Tuesday, December 28, 2010
When I was a little girl, all my questions started with "why"--why weren't there altar girls, why did smoke come out of smokestacks and wouldn't it make us sick?
Today, I'm asking why my dearest little man would have to leave this world.
I was with Vinny all last night. I slept on the couch and every couple of hours, I would check on him. His eyes were closed, he was still struggling with his breathing, but there was hope. I was grateful that he wasn't gasping for air, prompting me to have to take him to a vet hospital with strangers and strange equipment and lights in the middle of the night.
This morning, I was hoping he would show signs of improvement, but he didn't. His breathing became deeper and he couldn't move. He was helpless. I stayed with him, continued to give him diluted chicken broth, but I knew I couldn't do any more for him.

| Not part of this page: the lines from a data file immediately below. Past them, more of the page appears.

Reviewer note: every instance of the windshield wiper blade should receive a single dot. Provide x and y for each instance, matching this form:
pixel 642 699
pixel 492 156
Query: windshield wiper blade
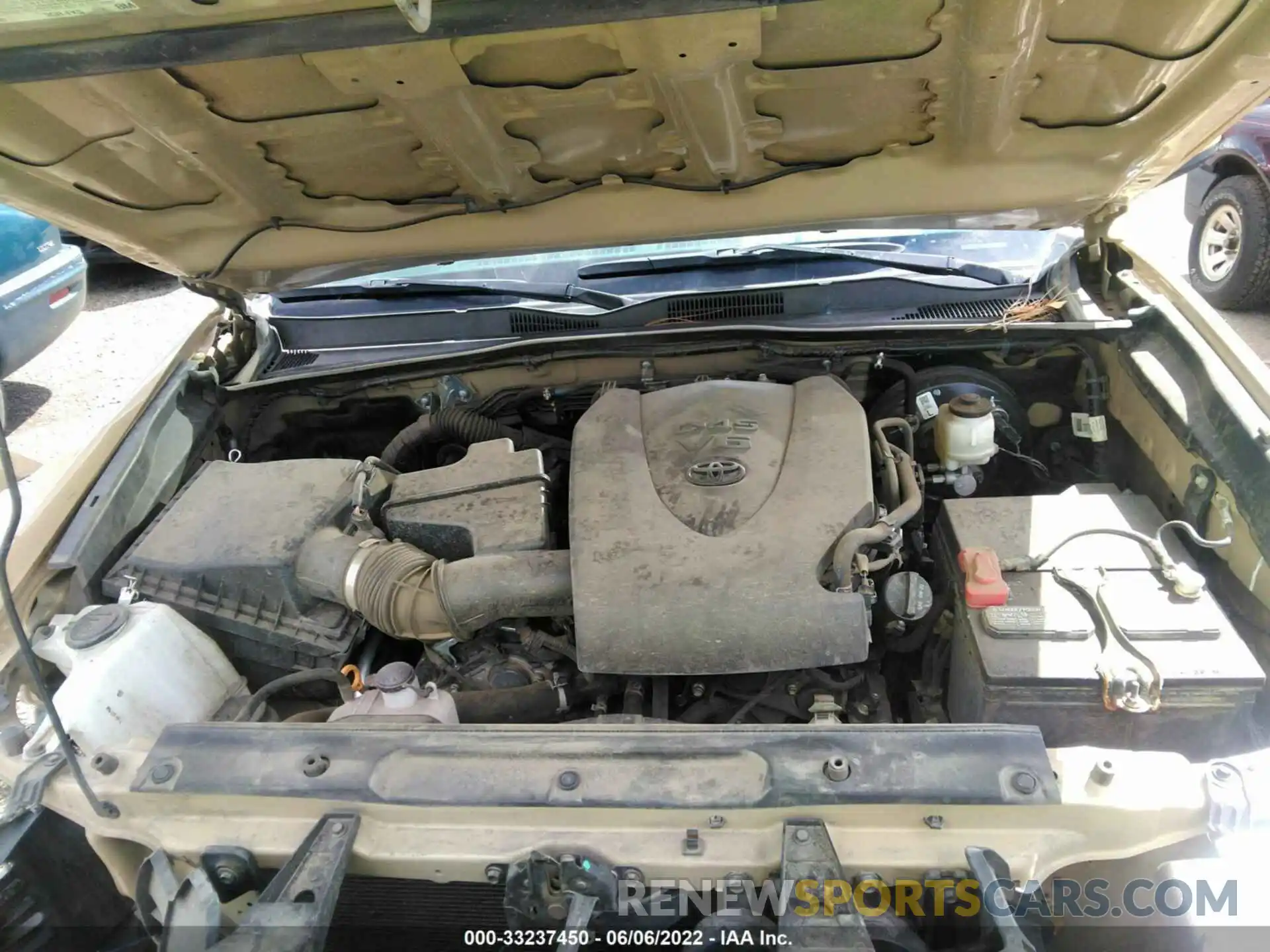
pixel 524 290
pixel 775 254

The vet clinic down the street opened at eight o'clock and the wonderful vet we saw yesterday was there and we talked on the phone. She told me to bring him right in. She could tell he was nearing the end. The tests from yesterday were back and liver and kidneys were fine, so she suspected the heart was failing. We decided not to let him suffer as his symptoms could sometimes lead to spasms and most of all, fright over what was happening to him. I wanted to help him to the Bridge under her care, talking to him as he left us.
Why? How can we get so close to our little friends and have them for only a short while? Some of us get closer to them than we get to other humans. We trust them and they trust us with every purr and woof. They cuddle with us, no questions ever asked, so accepting of everything and everyone.
Thank you, dear friends for all of your purrs and prayers. I appreciate all of you so very, very much. My writing at least gives me a way to express my grief and share my tears.